Pre-trained models are models that contain feature-extraction methods with parameters that are already defined. Models with more parameters tend to be more accurate, but slower and computationally expensive. The opposite is true for models with fewer parameters; they tend to be less accurate, but faster and computationally cheap.
Here are simplified explanations of the pre-trained models included in the tool. Keep in mind that the performance of these models drastically depends on your data, so the summaries won't always be true.
- VGG16 tends to be the most accurate, slowest, and most computationally expensive.
- InceptionResNetV2 tends to balance accuracy, speed, and computational expense, with some bias toward accuracy.
- Resnet50V2 tends to balance of accuracy, speed, and computational expense, with some bias toward speed and less computational expense.
- InceptionV3 tends to be the least accurate (but still quite accurate), fastest, and least computationally expensive.
Each of those models was trained on a dataset that contained over 14 million images with more than 20,000 labels.

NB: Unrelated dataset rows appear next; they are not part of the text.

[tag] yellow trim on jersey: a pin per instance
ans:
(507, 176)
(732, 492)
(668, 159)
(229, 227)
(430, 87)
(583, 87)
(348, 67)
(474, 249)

Choosing a pre-trained model allows you to skip training an entire neural network using your own images. When you choose to use a pre-trained model, you're effectively assuming that your input parameters match what the pre-trained model expects, so you don't need to rebuild a model that does about the same thing as the pre-trained one (and might even perform worse). Because many of the features from images tend to be the same as the ones the models have used during training, often you can safely assume that a pre-trained model will work with your input.
Use a pre-trained model when you have images with features that match what the pre-trained model expects and want to avoid training your own model.